That was when he was a regular alongside Rooney and when Gary Neville likened their combination in the demoralising 4-4 draw against Everton to Dwight Yorke and Andy Cole's telepathy. Rooney struck 34 goals that campaign - his joint best - and his potency following Welbeck's arrival at the weekend was near-immediate, as he headed in Rafael da Silva's fine cross. Welbeck could knock Robin off his perch.

Rooney's £85 million contract renewal has given United an expensive problem, both financially and professionally, in that Moyes now has at least half-a-dozen players who could play as a No.10, only Rooney has proven his best position is up front. It is not the role he was destined to flourish in, but his best season came as a lone striker and moving him forward would accommodate Juan Mata as the playmaker.

Dutchmen are prone to moodiness and, in Van Persie's case, it is somewhat understandable.
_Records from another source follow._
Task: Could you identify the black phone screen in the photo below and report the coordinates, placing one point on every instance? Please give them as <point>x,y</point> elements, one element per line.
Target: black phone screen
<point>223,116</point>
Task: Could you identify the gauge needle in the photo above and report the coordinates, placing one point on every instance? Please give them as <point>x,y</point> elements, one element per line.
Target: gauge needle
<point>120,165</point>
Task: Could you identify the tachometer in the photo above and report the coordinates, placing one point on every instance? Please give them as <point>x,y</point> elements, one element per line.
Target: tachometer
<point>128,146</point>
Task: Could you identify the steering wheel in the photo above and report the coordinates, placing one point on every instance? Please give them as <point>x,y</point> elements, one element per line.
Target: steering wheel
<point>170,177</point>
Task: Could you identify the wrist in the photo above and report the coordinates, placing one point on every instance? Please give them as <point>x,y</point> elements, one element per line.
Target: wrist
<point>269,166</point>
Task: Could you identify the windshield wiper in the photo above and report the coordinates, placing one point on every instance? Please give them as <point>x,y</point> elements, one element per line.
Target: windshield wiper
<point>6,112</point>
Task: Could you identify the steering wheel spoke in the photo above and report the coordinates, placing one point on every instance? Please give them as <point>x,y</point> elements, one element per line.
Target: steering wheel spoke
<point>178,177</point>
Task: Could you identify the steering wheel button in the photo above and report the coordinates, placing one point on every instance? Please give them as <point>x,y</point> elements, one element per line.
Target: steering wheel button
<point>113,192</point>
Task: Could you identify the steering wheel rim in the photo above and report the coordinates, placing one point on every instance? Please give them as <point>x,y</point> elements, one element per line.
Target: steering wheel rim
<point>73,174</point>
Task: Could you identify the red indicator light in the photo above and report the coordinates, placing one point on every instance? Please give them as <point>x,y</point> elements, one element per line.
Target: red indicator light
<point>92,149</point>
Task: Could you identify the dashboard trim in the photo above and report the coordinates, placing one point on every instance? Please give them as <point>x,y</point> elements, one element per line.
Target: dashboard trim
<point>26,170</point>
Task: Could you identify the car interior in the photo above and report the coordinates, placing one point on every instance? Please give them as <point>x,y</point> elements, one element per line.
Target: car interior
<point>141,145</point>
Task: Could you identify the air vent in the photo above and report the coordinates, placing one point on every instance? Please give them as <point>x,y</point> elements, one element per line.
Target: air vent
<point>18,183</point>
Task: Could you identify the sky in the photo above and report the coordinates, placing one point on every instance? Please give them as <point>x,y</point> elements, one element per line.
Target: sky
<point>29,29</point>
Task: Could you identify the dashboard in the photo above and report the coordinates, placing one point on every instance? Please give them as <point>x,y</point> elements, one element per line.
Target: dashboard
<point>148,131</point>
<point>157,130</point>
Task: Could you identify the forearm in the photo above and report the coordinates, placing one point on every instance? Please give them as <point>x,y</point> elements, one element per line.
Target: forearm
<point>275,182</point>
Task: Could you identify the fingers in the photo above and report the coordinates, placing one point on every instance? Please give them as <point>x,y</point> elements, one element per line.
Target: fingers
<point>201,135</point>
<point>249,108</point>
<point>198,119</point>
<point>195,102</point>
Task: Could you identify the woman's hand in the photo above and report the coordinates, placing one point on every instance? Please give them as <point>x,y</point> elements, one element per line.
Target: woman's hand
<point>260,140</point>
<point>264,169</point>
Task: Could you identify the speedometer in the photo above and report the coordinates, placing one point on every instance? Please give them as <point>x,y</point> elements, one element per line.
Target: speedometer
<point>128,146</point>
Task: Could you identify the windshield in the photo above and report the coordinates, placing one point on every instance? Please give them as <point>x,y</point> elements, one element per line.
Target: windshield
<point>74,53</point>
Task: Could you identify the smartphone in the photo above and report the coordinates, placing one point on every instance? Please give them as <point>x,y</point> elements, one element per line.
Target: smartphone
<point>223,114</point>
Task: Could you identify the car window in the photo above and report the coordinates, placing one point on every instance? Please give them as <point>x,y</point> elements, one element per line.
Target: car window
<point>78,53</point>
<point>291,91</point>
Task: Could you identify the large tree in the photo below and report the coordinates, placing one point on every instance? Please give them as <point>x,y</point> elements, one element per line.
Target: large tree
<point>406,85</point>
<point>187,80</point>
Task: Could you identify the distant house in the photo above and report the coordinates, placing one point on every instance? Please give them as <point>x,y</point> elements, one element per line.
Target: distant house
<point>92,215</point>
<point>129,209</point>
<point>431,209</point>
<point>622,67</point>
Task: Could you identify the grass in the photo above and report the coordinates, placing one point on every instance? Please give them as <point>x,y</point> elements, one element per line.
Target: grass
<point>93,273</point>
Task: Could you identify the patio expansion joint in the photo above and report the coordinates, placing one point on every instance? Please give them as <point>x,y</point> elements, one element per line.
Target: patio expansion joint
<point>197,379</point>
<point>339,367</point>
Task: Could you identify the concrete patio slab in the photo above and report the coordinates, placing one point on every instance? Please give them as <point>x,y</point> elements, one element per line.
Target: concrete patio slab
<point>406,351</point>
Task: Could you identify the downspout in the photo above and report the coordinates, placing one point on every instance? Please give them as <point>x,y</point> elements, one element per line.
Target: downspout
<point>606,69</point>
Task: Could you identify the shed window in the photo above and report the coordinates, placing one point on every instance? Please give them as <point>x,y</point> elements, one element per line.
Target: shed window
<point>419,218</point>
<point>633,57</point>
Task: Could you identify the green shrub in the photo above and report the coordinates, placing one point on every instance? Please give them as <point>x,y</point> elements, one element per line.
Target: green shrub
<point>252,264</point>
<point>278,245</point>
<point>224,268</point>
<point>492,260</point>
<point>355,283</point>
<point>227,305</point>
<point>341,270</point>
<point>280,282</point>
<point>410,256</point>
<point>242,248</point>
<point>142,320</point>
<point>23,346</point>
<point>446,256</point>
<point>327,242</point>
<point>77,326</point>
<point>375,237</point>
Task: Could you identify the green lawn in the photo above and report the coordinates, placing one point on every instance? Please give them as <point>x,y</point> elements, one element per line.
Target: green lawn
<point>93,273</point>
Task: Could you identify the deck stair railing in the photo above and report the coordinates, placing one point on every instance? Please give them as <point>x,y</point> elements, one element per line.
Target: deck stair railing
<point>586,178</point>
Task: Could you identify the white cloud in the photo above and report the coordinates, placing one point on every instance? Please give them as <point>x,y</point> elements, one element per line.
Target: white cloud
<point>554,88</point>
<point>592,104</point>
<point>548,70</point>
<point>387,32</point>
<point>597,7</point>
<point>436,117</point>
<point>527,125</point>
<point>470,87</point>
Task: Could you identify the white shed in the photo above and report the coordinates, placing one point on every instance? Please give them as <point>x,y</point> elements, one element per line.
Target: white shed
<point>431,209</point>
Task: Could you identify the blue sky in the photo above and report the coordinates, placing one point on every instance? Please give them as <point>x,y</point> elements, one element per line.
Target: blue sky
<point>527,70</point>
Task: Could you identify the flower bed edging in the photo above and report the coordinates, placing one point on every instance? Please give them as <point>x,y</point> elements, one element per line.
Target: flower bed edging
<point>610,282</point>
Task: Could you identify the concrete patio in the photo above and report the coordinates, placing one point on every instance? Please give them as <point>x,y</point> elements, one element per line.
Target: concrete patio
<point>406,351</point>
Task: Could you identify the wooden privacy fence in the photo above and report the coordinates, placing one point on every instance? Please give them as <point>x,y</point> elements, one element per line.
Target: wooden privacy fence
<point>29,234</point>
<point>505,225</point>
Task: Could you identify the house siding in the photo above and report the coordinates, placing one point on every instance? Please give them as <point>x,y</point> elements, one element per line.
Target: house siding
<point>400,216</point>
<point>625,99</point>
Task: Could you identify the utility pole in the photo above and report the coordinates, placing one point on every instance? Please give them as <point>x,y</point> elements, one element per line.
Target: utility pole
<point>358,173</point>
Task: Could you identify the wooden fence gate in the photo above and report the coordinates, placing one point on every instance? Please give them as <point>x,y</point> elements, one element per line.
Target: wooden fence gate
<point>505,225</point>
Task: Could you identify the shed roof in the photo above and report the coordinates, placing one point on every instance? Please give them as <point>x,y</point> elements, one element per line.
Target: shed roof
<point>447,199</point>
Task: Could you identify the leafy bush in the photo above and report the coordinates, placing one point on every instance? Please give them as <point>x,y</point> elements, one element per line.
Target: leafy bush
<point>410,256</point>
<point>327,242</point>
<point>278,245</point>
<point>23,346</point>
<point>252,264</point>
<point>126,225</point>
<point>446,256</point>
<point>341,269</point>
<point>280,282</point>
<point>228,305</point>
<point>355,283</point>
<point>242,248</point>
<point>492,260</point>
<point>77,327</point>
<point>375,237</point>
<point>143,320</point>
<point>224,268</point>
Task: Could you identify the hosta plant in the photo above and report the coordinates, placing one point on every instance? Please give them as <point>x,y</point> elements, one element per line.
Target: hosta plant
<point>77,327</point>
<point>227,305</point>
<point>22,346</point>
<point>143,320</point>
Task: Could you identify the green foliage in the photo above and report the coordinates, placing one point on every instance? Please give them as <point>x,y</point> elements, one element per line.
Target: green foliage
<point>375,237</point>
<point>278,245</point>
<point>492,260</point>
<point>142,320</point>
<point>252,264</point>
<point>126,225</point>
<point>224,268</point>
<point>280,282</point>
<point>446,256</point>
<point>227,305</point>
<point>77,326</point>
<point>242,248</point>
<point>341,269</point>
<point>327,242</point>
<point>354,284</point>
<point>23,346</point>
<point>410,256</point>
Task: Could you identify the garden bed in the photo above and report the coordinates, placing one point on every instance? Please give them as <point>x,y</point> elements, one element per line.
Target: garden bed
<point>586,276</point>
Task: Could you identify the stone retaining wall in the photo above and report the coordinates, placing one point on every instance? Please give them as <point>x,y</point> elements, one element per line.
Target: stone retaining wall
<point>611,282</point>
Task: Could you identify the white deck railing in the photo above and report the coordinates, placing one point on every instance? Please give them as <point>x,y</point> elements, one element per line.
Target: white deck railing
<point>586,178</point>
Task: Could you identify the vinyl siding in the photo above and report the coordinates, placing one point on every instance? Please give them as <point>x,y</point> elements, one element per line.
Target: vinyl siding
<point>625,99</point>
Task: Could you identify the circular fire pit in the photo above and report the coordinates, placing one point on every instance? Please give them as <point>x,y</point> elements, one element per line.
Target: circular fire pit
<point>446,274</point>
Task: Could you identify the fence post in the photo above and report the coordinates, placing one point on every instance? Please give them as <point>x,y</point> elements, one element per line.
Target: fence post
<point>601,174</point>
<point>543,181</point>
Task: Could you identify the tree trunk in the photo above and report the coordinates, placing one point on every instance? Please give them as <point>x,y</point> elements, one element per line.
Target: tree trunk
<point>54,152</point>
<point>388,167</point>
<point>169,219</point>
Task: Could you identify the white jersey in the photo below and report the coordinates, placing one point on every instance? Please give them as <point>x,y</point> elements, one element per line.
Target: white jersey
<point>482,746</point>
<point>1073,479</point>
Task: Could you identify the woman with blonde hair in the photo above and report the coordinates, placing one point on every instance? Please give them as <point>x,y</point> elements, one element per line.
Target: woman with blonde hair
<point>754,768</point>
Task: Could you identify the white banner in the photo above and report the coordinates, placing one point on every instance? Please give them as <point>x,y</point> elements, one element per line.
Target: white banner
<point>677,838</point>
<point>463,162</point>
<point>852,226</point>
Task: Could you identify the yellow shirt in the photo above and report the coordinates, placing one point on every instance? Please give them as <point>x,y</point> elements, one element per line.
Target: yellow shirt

Ferguson said in his book he told Van Persie he had no plans to retire when he brought him to United 19 months ago and, under Moyes, Van Persie has been sceptical of the training, become injury-prone again, played when unfit and complained about the tactics. Louis van Gaal and Ronald de Boer, two of his Dutch mouthpieces, have stressed he isn't enjoying his second season at United. It only took laziness from Van Nistelrooy to see him demoted.

Although it was barely half-an-hour on Saturday, United sans Van Persie had not looked so jaunty since their quick-fire demolition of Fulham in November (when Van Persie played). Welbeck resembled Bambi on ice whenever he ventured into the final third last season and has often been the victim of Ferguson and Moyes' tinkering. It was obvious when United lost to Leeds in the FA Cup four years ago he was as averse to the left wing as a UKIP voter.

His impact as a substitute should earn Van Persie a reprieve, for now, though. Liverpool and Olympiakos arrive at Old Trafford in the next 10 days and while there is an argument to drop Van Persie or Rooney, it seems too bold a statement to make for Moyes, who decided against substituting Van Persie in the December defeat to Newcastle out of fear the crowd might turn on him.

"I knew we would never get him back," Ferguson said of Van Nistelrooy's insult. "He'd burned his boats. After that incident, his behaviour became worse and worse." Moyes can ill-afford another mutineer.